Portfolio managers further increased their long positions in the most quoted oil contracts, with bullish bets centered almost entirely on US benchmark WTI Crude, Reuters columnist John Kemp wrote in an analysis of latest exchange data.
Between the week and Feb. 9, hedge funds and other money managers bought the equivalent of 33 million barrels in the six most traded futures and oil options contracts. The purchase was mainly concentrated in WTI Crude, where the long position rose by the equivalent of 30 million barrels between the week and February 9, suggesting that hedge funds expected the price of oil to rise. American increased, as the Arctic explosion was expected to spread to the end as Texas says, Kemp says.
Long positions in oil contracts have now risen for 14 consecutive weeks, which is the longest and largest increase in bullish bets on oil since early 2019, according to Kemp.
Expectations of higher WTI crude oil prices materialized this week and WTI crude oil prices rose above $ 60 a barrel for the first time in more than 13 months on Monday. The last time WTI Crude traded above $ 60 was in early January 2020, before the pandemic began to worry traders and fund managers.
During the week through Feb. 9, position extremes above or above a year high were observed in a variety of commodities, from crude and commodities to copper and corn, Ole Hansen, chief of staff, said Monday. Saxo Bank commodity strategy, commenting on traders ’reporting commitments.

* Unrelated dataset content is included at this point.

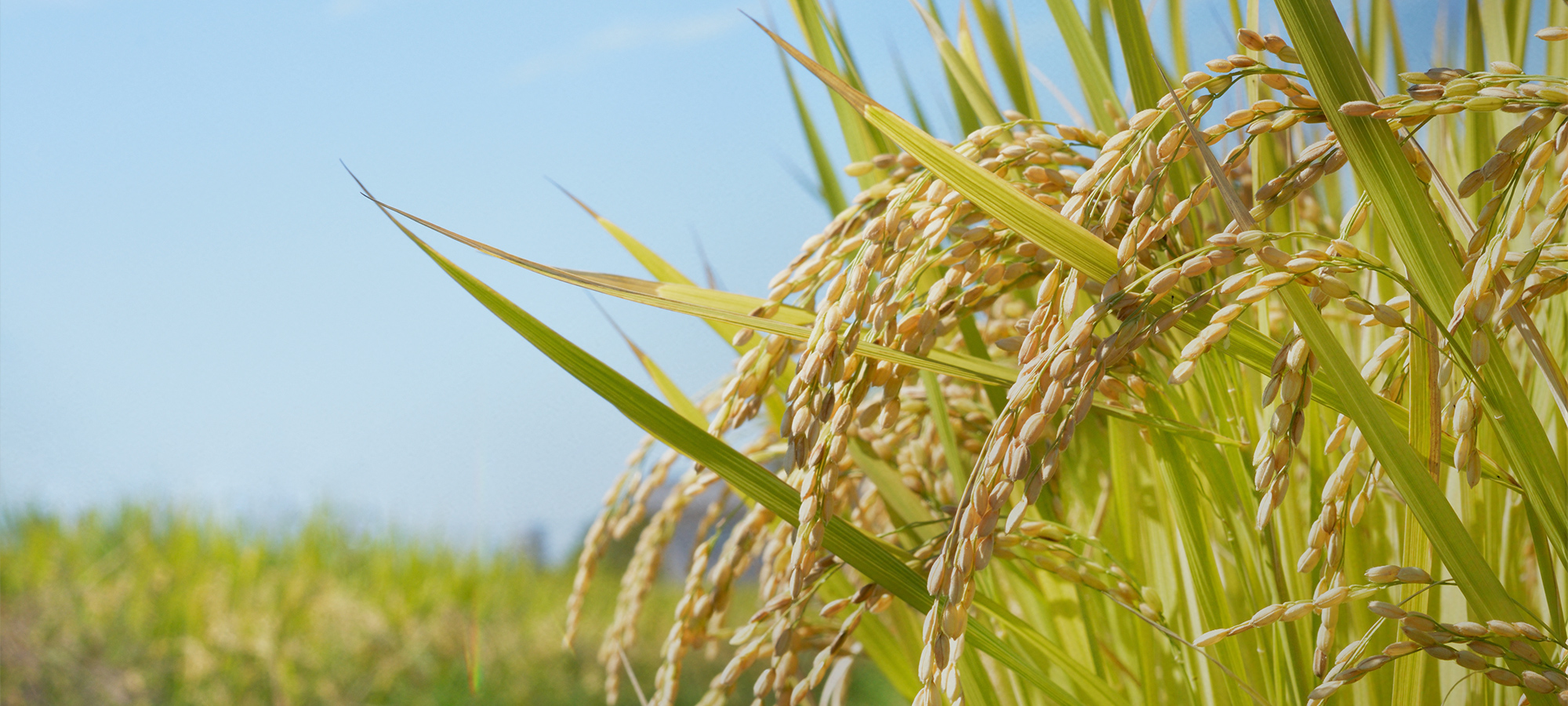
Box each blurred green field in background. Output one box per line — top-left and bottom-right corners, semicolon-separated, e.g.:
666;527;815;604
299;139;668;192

The combined long net position in Brent and WTI (the difference between bullish and bearish bets) rose to a 28-month high, with 727,500 lots, according to the report.
This is still 33% lower than the record of 1.1 million lots compared to March 2018, according to Hanso of Saxo Bank.
“While last week short-term momentum indicators began to call for consolidation, short-term ratios remain low, indicating that speculative duration has more room to grow before trading begins to look full “, added.